Le politologue et auteur du livre « Ibrahim Mbombo Njoya : le Cameroun, les Bamoun et moi », explique, selon la tradition, l’organisation des obsèques du roi et livre la pensée de ce vieil ami de Paul Biya dont il a à la fois servi et critiqué le régime.
Avec le décès du Sultan roi des Bamoun, que se passe-t-il au sein du royaume pendant la période de deuil, selon la tradition ?
Lorsque le Sultan décède, il y a chez les Bamouns ce qu’on appelle les « kom », c’est-à-dire les notables intronisateurs qui se réunissent dans la cour du palais avec Nji-fonfon qui est le premier ministre du roi ainsi que les « titâ-mfon » qui sont les conseillers spéciaux du roi. Par la suite, la population, ayant eu vent de la rumeur de la disparition du roi, accourt dans la cour.

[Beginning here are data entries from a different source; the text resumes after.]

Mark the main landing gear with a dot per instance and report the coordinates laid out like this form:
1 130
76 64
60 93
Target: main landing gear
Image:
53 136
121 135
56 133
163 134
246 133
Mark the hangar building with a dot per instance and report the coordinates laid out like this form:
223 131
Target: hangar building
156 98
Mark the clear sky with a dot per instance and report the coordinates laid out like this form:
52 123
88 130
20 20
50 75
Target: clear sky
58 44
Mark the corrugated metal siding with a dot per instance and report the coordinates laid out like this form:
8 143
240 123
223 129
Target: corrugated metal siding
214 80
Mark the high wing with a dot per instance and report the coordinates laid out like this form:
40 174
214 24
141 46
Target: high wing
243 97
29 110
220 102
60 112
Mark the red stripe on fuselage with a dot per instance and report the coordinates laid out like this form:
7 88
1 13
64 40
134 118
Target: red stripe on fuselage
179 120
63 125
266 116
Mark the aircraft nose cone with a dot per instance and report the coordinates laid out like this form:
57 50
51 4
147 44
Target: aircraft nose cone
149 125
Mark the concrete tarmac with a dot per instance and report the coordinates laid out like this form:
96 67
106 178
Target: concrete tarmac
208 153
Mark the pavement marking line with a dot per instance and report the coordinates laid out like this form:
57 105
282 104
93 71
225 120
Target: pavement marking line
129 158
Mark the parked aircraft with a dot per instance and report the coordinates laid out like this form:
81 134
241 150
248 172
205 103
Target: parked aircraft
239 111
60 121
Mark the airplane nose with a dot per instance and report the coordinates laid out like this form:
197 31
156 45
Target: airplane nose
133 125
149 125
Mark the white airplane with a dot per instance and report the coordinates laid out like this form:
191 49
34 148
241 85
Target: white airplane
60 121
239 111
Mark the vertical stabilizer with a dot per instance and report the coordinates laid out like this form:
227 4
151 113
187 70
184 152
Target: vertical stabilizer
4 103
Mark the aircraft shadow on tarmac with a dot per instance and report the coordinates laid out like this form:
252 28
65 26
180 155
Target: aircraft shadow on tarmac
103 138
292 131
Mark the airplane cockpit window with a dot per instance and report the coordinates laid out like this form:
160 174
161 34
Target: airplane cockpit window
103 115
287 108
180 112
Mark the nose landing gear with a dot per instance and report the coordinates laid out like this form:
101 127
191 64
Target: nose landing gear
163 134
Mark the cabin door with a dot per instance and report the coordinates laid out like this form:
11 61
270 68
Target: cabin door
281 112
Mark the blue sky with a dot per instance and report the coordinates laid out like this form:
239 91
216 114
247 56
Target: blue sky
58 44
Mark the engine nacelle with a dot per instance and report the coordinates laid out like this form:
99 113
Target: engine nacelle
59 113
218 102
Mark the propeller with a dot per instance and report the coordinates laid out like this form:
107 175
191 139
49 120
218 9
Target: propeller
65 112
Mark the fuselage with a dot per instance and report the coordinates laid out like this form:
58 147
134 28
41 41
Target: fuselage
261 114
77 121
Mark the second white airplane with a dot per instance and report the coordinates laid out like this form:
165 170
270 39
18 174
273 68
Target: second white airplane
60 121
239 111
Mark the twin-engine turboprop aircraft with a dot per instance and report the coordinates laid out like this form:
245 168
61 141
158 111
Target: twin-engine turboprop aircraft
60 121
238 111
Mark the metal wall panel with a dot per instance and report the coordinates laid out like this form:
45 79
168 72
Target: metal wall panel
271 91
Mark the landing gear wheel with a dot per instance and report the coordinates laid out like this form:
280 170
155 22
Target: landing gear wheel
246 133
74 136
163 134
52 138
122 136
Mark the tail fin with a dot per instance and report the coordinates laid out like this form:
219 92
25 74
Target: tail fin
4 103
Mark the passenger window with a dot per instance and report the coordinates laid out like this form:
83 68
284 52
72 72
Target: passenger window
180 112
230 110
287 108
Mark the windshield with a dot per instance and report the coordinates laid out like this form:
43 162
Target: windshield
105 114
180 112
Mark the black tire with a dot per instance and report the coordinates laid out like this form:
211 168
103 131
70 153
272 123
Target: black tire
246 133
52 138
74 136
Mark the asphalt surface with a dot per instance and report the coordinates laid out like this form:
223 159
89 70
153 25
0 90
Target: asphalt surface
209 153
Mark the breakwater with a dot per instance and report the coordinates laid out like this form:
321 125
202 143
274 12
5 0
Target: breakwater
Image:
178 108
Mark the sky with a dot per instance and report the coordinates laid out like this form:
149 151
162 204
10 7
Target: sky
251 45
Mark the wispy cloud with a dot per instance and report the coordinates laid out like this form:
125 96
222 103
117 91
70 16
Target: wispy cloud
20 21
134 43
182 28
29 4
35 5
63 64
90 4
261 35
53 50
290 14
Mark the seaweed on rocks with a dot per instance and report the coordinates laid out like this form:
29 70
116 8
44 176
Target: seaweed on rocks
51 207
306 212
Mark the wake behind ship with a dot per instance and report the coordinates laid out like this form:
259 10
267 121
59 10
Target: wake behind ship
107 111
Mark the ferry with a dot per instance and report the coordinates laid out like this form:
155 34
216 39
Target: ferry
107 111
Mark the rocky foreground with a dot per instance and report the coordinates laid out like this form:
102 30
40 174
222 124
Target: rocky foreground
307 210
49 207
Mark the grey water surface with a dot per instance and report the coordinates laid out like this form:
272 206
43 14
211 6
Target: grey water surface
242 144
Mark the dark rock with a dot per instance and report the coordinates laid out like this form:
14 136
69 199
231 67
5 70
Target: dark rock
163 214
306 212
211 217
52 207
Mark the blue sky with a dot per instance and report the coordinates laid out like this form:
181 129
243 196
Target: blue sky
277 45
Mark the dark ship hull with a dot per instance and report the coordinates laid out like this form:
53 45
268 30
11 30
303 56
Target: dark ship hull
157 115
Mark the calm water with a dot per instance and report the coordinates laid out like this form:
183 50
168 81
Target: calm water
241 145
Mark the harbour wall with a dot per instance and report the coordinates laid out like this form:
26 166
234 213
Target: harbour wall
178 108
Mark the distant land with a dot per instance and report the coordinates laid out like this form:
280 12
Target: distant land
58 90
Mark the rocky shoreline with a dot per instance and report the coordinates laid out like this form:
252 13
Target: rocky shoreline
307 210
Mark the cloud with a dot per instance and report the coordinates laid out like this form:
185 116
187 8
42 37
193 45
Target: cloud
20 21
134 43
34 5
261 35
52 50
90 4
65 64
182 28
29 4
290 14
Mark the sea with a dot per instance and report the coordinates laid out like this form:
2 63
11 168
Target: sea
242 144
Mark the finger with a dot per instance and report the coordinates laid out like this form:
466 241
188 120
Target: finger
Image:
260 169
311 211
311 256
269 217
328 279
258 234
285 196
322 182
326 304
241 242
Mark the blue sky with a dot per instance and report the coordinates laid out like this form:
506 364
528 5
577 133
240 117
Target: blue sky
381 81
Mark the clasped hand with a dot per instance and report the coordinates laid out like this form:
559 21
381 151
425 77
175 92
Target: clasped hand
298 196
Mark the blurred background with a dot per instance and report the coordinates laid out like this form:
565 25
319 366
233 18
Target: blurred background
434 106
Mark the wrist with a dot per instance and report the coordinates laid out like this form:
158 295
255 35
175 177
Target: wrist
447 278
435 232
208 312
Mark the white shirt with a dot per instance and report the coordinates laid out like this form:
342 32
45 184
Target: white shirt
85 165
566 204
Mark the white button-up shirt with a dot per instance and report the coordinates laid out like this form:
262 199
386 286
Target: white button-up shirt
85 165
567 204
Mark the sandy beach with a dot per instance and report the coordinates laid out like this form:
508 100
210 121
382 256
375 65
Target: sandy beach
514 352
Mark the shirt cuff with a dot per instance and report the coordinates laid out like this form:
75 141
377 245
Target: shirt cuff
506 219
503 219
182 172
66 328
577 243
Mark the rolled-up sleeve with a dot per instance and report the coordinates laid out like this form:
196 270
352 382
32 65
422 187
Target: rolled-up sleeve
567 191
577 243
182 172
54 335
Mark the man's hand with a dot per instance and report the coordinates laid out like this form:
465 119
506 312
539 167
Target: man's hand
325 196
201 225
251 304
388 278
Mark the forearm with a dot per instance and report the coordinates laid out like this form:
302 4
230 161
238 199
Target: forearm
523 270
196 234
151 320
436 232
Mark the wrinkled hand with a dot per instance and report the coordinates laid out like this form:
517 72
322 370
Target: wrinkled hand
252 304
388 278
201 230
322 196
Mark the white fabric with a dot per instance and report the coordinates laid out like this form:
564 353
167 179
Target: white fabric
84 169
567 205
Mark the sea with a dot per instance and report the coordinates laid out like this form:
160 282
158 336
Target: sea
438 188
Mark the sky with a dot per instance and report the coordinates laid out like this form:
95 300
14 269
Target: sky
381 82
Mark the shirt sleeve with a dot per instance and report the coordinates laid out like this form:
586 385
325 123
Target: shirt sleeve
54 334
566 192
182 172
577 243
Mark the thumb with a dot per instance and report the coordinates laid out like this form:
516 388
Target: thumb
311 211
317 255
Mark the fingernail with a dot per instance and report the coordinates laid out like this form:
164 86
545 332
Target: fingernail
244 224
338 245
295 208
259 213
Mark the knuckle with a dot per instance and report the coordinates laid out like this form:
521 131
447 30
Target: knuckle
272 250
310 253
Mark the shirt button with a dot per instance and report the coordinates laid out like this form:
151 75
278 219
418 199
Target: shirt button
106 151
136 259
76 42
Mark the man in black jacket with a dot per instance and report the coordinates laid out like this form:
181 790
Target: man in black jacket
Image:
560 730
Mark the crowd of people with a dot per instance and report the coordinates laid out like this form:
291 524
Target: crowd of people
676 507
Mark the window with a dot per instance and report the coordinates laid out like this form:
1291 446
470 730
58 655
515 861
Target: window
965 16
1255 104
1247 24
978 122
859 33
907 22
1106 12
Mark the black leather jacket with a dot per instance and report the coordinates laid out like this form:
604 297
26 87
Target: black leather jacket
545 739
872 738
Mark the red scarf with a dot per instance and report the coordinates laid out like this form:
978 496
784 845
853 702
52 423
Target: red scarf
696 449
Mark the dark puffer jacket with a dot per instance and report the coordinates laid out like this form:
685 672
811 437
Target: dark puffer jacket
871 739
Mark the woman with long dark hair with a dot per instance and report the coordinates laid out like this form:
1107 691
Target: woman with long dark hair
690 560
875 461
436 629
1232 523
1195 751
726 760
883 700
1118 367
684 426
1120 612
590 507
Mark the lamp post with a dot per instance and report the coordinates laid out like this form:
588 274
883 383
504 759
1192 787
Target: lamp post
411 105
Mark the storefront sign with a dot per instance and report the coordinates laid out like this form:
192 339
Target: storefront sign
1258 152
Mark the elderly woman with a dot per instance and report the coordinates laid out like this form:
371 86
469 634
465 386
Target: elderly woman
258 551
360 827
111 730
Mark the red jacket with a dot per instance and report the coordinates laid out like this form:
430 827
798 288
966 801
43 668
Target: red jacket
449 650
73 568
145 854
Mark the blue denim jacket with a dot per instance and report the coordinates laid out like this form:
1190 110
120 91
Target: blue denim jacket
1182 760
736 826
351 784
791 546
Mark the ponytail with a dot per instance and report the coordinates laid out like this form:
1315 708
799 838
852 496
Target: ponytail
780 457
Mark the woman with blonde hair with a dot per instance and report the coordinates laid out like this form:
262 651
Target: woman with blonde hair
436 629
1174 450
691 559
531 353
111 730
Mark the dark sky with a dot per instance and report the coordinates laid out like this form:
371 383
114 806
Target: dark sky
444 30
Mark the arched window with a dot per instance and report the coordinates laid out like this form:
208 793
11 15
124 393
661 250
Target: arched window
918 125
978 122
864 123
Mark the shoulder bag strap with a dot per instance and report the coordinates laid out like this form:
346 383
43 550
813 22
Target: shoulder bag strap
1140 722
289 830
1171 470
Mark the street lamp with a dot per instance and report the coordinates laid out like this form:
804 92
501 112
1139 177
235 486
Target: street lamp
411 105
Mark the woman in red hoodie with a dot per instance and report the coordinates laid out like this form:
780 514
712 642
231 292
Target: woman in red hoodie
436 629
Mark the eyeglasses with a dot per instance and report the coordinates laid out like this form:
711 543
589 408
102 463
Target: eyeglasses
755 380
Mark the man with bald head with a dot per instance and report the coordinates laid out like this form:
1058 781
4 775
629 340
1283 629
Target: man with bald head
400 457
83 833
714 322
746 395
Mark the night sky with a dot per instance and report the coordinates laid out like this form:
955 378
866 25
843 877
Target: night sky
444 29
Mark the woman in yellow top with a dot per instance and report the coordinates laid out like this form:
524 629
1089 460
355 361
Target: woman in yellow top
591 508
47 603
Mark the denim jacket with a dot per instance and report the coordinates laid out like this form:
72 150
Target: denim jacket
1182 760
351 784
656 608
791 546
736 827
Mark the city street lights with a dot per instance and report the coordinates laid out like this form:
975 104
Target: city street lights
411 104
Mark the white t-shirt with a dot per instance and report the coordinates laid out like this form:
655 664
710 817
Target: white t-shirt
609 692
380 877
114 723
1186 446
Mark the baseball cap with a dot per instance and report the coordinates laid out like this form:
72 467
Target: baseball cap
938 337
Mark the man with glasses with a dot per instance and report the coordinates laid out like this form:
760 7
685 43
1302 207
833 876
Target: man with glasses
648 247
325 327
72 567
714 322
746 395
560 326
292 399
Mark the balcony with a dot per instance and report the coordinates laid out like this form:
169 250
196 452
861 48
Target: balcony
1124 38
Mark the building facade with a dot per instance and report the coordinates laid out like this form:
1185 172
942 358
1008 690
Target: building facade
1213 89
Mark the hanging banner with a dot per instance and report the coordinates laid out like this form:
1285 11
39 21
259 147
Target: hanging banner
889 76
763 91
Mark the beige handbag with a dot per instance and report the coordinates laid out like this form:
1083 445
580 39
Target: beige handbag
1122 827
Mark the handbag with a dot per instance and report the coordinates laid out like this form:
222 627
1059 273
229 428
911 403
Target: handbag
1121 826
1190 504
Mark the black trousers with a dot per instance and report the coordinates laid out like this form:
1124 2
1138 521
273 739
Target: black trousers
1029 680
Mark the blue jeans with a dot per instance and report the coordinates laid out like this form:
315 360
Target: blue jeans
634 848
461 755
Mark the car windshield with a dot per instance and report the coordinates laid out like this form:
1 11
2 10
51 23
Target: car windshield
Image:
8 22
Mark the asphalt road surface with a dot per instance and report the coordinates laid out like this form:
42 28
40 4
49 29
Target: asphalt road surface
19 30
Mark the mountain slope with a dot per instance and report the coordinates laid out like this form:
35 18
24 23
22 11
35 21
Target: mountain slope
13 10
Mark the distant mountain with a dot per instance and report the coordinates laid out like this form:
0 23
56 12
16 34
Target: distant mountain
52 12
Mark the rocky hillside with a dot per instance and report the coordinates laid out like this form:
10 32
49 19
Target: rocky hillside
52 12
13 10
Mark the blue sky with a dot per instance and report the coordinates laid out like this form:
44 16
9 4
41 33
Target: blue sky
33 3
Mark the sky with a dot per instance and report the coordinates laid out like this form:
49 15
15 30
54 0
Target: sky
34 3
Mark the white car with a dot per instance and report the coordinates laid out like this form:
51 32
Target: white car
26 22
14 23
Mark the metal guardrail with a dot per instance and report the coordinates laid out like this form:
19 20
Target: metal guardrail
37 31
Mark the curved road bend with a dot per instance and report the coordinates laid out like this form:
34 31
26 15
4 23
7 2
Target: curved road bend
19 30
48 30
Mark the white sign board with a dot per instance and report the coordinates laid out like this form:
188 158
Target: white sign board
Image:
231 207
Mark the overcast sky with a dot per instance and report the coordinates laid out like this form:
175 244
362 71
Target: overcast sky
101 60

Le chef des « kom » « Njimonchare » comme on l’appelle, va demander solennellement à tout le monde dans l’assistance de se décoiffer. C’est alors qu’il annonce officiellement que « l’obscurité a enseveli le roi ». Puis, les lamentations commencent et il est interdit à tout Bamoun, notable ou pas, de pénétrer dans la cour du palais royal étant coiffé jusqu’à ce que le nouveau roi soit désigné.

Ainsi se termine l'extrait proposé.